Discussing how her approach to ACHD treatment fits with Pauley’s mission of improving cardiovascular care for all, Shah highlights the importance of diversity within a given team of providers. To help foster trust throughout health care, Shah and her team make a dedicated effort to bring a wide variety of medical professionals into the cardiology setting.

“As in any health care arena, having the patient be able to find common ground with their provider helps them develop a sense of trust,” she said. “We do a lot of teaching in small groups, to nurses, physician fellows, advanced practice providers and internal medicine residents. We also teach health conferences and provide a lot of patient education, such as our ACHD blog posts.”

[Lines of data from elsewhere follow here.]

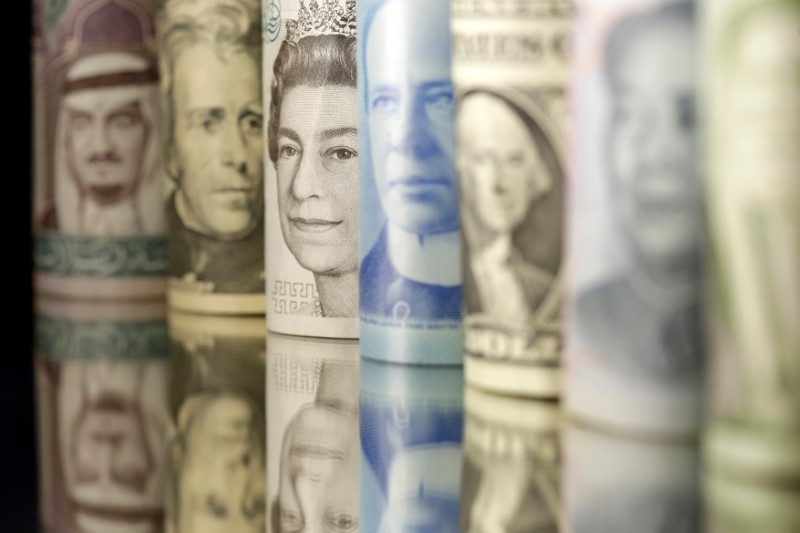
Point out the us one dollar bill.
[452,0,571,397]
[34,299,170,533]
[461,387,561,533]
[166,311,266,533]
[33,0,167,300]
[703,0,800,487]
[360,359,464,533]
[158,0,265,315]
[358,0,464,364]
[267,333,358,533]
[565,0,705,437]
[263,0,360,338]
[561,424,703,533]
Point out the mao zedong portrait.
[161,0,264,293]
[268,9,359,317]
[577,2,703,379]
[361,0,461,320]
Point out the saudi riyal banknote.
[565,0,705,436]
[166,311,266,533]
[460,387,561,533]
[267,333,358,533]
[358,0,463,364]
[360,359,464,533]
[561,424,703,533]
[703,0,800,487]
[452,0,571,397]
[263,0,359,338]
[33,0,167,300]
[34,299,170,533]
[158,0,265,315]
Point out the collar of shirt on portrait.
[387,224,461,287]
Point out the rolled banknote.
[561,424,703,533]
[360,359,464,533]
[703,0,800,487]
[565,0,705,436]
[33,0,167,300]
[166,312,266,533]
[263,0,359,338]
[34,300,170,533]
[158,0,265,314]
[267,334,358,533]
[358,0,464,364]
[461,387,561,533]
[452,0,571,397]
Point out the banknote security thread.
[358,0,463,364]
[360,358,464,533]
[158,0,265,315]
[702,0,800,488]
[565,0,705,438]
[264,0,360,338]
[452,0,571,397]
[267,333,360,533]
[33,0,167,300]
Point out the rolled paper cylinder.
[452,0,571,398]
[33,0,167,300]
[461,387,561,533]
[358,0,464,365]
[360,358,464,533]
[565,0,705,438]
[267,333,360,533]
[158,0,265,315]
[166,312,266,533]
[702,0,800,486]
[263,0,359,339]
[34,299,170,533]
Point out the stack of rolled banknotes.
[32,0,800,533]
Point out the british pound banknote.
[703,0,800,487]
[166,311,266,533]
[358,0,464,364]
[565,0,705,437]
[34,299,170,533]
[460,386,561,533]
[158,0,265,315]
[452,0,571,397]
[263,0,359,339]
[33,0,167,300]
[267,333,358,533]
[360,359,464,533]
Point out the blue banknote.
[360,360,464,533]
[358,0,463,364]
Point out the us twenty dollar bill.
[263,0,359,338]
[358,0,464,365]
[158,0,265,315]
[565,0,705,436]
[703,0,800,487]
[452,0,571,397]
[33,0,167,300]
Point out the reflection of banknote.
[461,387,561,533]
[159,0,265,314]
[453,0,570,396]
[358,0,463,364]
[705,0,800,484]
[33,0,167,299]
[561,424,702,533]
[35,300,169,533]
[267,334,360,533]
[167,313,266,533]
[264,0,359,338]
[566,0,704,435]
[360,359,463,533]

Bringing together more skill sets to cardiology 

By supporting diversity through so many different methods of education, Shah and her team help develop treatment plans specific to each patient’s needs, benefiting them by tailoring treatment to their disease and who they are. Jessica Hallam, MSN, FNP-C, cites Shah’s method of “treating the patient as a whole” as one of her reasons for choosing Shah as a mentor.

“The biggest reason is Dr. Shah’s advocacy for the patient,” Hallam said. “The patients are not with us for a short amount of time. We get to know them because we spend a long amount of time with them. We go through a lot of life changes with them. From getting pregnant and having babies, to having end of life discussions, Dr. Shah plays a big part in their lives.”

Prior to working with Shah, Hallam said it was the lifelong connections with patients that attracted her to the ACHD specialty. Seeing Shah’s passion, however, is what led Hallam to work under her leadership as a nurse practitioner. Hallam has worked with Shah for two years now and remains impressed with Shah’s care for their patients. 

“She really loves what she does and loves her patients,” Hallam said. “It made me really want to get involved in our field and get involved with our patients.”


Three women stand outside smiling. Two are wearing black outfits while the woman in the middle, Dr. Shah, is wearing her white doctor's coat.

Jessica Hallam, FNP; Sangeeta Shah, M.D.,FACC, FASE; and Jordan Balmer, RN, BSN, CCRN (left to right) are members of the VCU Health Pauley Heart Center's Adult Congenital Heart Defects team. (Tom Kojcsich, VCU Enterprise Marketing and Communications)

Shah’s ability to meet people where they are has also filled out into educational programs in the Richmond-area. Recognizing the powerful role children play in a family, she started the Pauley program Teach BP in 2022 as a way to outfit students with tools to educate family members about hypertension and become changemakers in their communities. It’s just one of many ways the cardiologist cares for the whole person. 

Carrying this philosophy into her research, Shah and her team work on optimizing exercise capacity for patients with ACHD, no matter the patient’s ability.

“We’re exploring ways to optimize exercise capacity for patients who are already fit as well as those who may not be as active,” Shah said. “There is a lot of socioeconomic diversity in the ACHD patient population, so we work to bring that diversity into our research. This provides us with a wider range of results and a better understanding of the different needs of our patients.”